A mais recente constituição do
país (1988), nos trouxe um dispositivo que até então parecia inédito para as
normas estatais: a função social da propriedade. Segundo tal conceito, uma propriedade
deveria não apenas cumprir com seus aspectos formais (documentação, impostos,
etc.), mas também de uma maneira material: esta deveria ser de alguma forma
produtível e constantemente utilizada pelo seu proprietário.

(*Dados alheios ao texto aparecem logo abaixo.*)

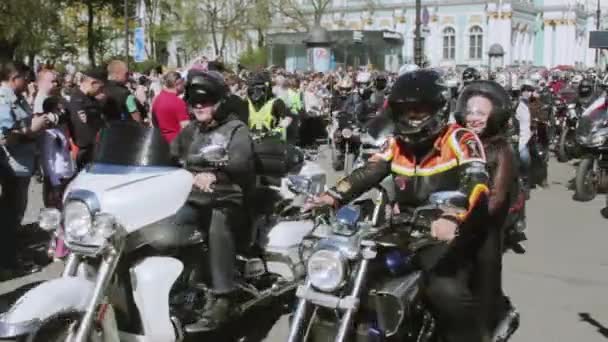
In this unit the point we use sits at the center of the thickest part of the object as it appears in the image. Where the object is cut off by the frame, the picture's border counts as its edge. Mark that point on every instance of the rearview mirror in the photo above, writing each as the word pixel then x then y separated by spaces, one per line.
pixel 299 184
pixel 348 215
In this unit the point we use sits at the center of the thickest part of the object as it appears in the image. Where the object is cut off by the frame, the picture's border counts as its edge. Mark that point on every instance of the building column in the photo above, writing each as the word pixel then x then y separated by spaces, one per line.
pixel 548 42
pixel 570 41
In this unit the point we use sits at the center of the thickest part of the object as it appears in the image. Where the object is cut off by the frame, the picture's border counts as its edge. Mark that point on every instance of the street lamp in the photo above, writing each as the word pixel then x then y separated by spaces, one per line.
pixel 418 58
pixel 127 31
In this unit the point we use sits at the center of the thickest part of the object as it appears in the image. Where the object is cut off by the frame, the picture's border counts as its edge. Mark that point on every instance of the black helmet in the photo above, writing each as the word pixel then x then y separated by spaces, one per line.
pixel 419 91
pixel 470 75
pixel 259 87
pixel 585 88
pixel 380 81
pixel 501 105
pixel 205 87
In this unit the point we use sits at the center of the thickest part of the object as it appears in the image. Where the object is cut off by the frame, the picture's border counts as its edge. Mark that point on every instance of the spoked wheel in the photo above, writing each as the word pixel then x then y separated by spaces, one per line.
pixel 586 180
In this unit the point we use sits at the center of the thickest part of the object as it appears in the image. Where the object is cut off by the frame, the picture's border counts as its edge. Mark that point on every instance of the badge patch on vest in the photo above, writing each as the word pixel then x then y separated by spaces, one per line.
pixel 473 147
pixel 401 182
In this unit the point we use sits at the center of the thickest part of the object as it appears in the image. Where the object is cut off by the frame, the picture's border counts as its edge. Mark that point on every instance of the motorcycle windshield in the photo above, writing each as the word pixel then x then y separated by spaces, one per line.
pixel 129 144
pixel 591 122
pixel 379 126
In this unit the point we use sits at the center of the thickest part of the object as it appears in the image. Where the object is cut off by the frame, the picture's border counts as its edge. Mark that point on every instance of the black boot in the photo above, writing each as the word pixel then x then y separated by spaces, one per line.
pixel 216 312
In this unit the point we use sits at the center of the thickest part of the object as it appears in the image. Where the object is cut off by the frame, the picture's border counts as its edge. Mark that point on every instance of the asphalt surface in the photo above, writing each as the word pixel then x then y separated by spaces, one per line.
pixel 559 285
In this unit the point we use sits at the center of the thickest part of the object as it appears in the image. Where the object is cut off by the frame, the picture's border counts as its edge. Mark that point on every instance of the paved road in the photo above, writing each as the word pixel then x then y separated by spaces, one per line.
pixel 559 286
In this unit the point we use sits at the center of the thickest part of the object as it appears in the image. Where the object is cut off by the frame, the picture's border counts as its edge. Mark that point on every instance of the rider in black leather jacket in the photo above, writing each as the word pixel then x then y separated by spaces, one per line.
pixel 426 156
pixel 222 185
pixel 485 108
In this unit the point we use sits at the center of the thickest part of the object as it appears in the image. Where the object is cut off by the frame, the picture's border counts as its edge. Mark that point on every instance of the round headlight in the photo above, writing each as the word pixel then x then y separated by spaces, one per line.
pixel 77 221
pixel 347 133
pixel 326 270
pixel 49 219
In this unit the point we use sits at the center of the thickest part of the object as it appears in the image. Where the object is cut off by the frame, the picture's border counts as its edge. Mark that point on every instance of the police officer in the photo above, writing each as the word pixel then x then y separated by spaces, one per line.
pixel 119 103
pixel 219 192
pixel 86 117
pixel 18 130
pixel 266 113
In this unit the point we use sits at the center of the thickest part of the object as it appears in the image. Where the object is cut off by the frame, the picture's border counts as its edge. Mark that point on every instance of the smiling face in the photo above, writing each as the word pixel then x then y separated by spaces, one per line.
pixel 477 113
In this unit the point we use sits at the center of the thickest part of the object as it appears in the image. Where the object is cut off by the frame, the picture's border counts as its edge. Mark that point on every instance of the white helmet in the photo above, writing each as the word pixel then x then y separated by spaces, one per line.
pixel 408 68
pixel 363 77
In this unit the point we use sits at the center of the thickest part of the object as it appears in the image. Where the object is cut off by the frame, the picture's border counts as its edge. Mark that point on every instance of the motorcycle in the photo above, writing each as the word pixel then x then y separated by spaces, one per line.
pixel 363 280
pixel 373 137
pixel 567 148
pixel 133 274
pixel 592 172
pixel 345 141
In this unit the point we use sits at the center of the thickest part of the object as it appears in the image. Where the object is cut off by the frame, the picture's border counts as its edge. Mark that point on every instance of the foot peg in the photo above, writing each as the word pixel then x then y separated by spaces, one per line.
pixel 507 326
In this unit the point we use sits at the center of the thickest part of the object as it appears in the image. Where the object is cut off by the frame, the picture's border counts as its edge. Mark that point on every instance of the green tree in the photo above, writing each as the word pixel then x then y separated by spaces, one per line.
pixel 25 26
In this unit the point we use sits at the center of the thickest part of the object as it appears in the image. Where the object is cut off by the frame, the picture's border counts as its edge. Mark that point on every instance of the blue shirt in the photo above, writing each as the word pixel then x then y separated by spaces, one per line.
pixel 15 112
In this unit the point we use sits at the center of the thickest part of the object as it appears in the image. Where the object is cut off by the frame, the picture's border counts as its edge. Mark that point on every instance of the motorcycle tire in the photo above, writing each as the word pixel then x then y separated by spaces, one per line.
pixel 583 190
pixel 57 329
pixel 562 153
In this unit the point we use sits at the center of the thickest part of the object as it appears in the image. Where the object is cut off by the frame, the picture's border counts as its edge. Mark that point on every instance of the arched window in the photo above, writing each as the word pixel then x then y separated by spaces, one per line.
pixel 449 43
pixel 475 42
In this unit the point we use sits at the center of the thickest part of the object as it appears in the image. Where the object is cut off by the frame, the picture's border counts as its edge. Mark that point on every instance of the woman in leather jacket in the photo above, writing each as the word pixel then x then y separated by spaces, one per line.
pixel 217 148
pixel 485 108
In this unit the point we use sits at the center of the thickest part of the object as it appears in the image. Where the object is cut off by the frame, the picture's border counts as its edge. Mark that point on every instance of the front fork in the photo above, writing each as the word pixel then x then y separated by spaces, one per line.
pixel 301 322
pixel 104 276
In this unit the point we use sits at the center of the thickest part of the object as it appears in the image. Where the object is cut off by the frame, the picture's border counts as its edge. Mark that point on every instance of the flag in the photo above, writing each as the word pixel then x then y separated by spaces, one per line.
pixel 140 45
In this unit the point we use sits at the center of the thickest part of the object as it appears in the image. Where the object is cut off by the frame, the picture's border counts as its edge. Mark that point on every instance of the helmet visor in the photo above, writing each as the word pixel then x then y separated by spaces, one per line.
pixel 202 97
pixel 409 117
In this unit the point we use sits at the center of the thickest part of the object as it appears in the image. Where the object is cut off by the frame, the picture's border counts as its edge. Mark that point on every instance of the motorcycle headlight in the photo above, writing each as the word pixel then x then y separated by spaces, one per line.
pixel 49 219
pixel 326 270
pixel 83 231
pixel 597 140
pixel 347 133
pixel 78 221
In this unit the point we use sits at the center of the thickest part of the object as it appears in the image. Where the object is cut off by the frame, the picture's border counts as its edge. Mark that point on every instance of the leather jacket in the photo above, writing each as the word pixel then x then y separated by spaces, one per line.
pixel 456 162
pixel 502 168
pixel 235 178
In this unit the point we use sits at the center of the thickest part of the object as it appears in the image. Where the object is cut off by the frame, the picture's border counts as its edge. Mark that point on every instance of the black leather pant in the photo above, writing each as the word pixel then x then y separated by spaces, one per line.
pixel 13 203
pixel 457 307
pixel 221 223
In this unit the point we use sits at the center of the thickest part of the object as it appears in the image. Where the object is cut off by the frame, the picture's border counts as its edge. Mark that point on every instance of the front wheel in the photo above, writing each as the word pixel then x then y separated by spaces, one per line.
pixel 562 148
pixel 585 181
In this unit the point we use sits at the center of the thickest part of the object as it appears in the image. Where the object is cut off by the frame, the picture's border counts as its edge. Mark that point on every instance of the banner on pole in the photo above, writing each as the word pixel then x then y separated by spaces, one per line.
pixel 140 45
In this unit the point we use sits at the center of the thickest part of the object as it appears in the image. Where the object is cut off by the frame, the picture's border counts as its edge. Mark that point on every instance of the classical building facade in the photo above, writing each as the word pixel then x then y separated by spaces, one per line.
pixel 455 32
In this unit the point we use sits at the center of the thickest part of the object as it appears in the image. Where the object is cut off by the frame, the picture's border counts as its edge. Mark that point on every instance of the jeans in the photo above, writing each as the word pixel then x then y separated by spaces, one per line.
pixel 525 159
pixel 13 203
pixel 222 223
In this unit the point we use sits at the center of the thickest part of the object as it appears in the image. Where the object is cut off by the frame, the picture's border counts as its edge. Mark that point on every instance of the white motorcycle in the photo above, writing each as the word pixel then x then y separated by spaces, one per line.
pixel 130 274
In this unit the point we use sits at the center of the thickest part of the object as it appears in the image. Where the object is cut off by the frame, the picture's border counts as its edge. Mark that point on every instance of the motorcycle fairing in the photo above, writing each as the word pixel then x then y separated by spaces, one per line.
pixel 47 300
pixel 136 196
pixel 152 280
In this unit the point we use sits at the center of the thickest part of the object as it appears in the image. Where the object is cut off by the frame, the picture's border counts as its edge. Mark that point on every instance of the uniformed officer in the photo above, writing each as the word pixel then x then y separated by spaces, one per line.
pixel 86 118
pixel 18 130
pixel 120 103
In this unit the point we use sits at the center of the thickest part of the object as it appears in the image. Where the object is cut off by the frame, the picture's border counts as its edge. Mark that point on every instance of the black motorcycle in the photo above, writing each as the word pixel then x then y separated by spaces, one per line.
pixel 363 280
pixel 592 172
pixel 345 143
pixel 566 146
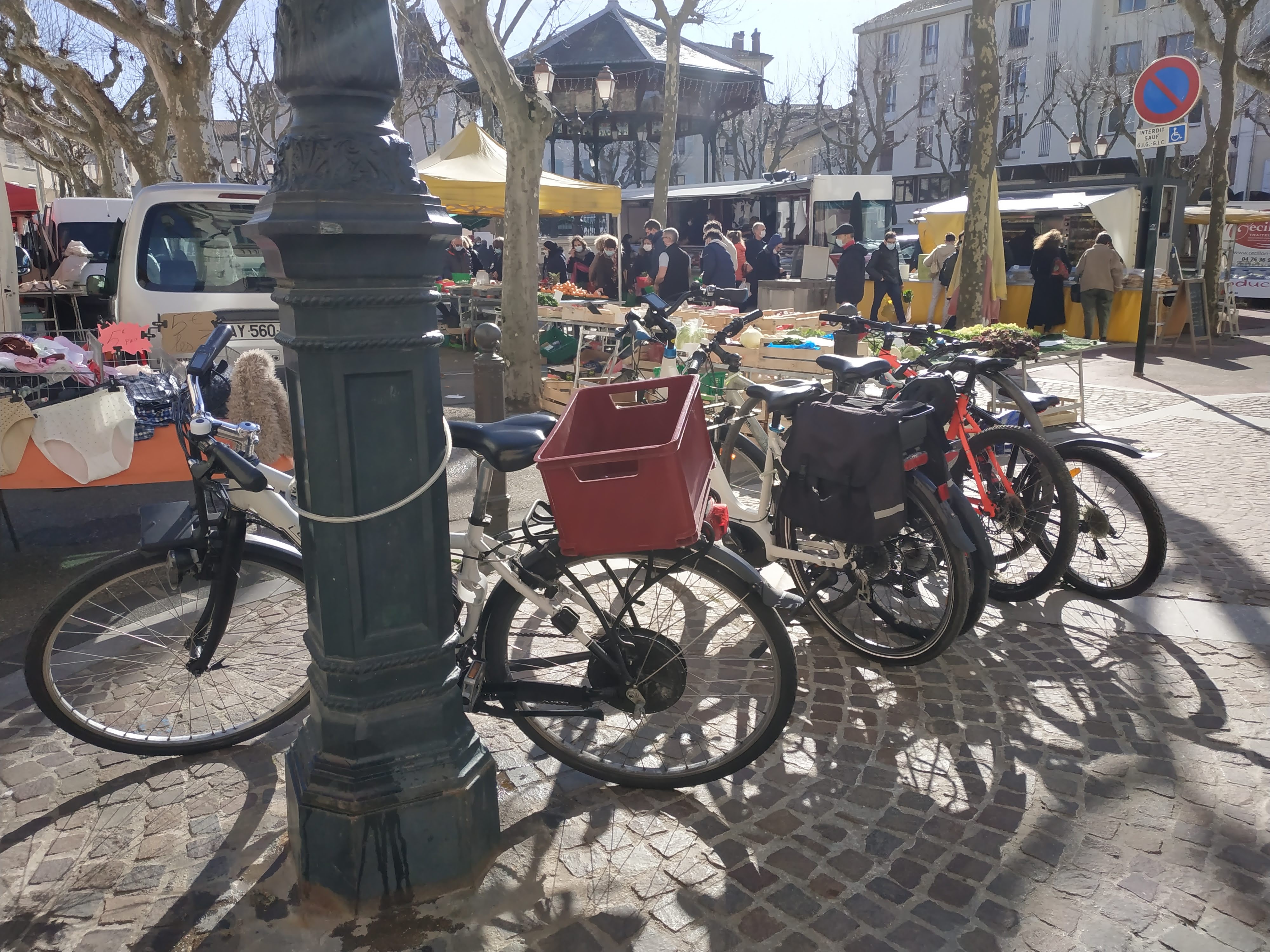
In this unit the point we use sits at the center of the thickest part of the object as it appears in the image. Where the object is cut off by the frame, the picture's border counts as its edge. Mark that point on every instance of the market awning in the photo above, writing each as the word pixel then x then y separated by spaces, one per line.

Esta imposição legal vem sendo
constantemente evocada por ativistas nas defesas jurídicas do Movimento dos
Trabalhadores Rurais Sem Terra (MST), um dos casos mais bem-sucedidos nesse
aspecto é o da Fazenda Primavera, cuja reintegração de posse foi legalmente
negada pois o alegado proprietário não conseguiu provar que efetivamente
mantinha posse sobre aquela propriedade.
Boaventura de Sousa Santos, em
sua análise das estratégias jurídico-políticas do MST, falará em uma “concepção
liberal e individualista dos direitos de propriedade em vigor no Brasil”[1].
O autor também aponta conflitos entre direitos de propriedade e a já mencionada
função social da propriedade, onde a segunda deverá prevalecer por estar em
conformidade com os direitos humanos. O que tentarei, de forma muito resumida,
é demonstrar que a dita “função social da propriedade” estaria em plena conformidade
até mesmo com as doutrinas liberal e libertária se estas fossem seguidas à
risca, o que, ao meu ver, faz Boaventura estar equivocado neste ponto em
específico.
Algo parecido com a função social
da propriedade já havia aparecido em escritos liberais quase 300 anos da Constituição
de 1988 ser promulgada. Se analisarmos John Locke, um dos liberais que mais
versou sobre os direitos de propriedade, veremos que suas palavras são nítidas:
“(...) cada um guarda a propriedade
de sua própria pessoa; sobre esta ninguém tem qualquer direito exceto ela.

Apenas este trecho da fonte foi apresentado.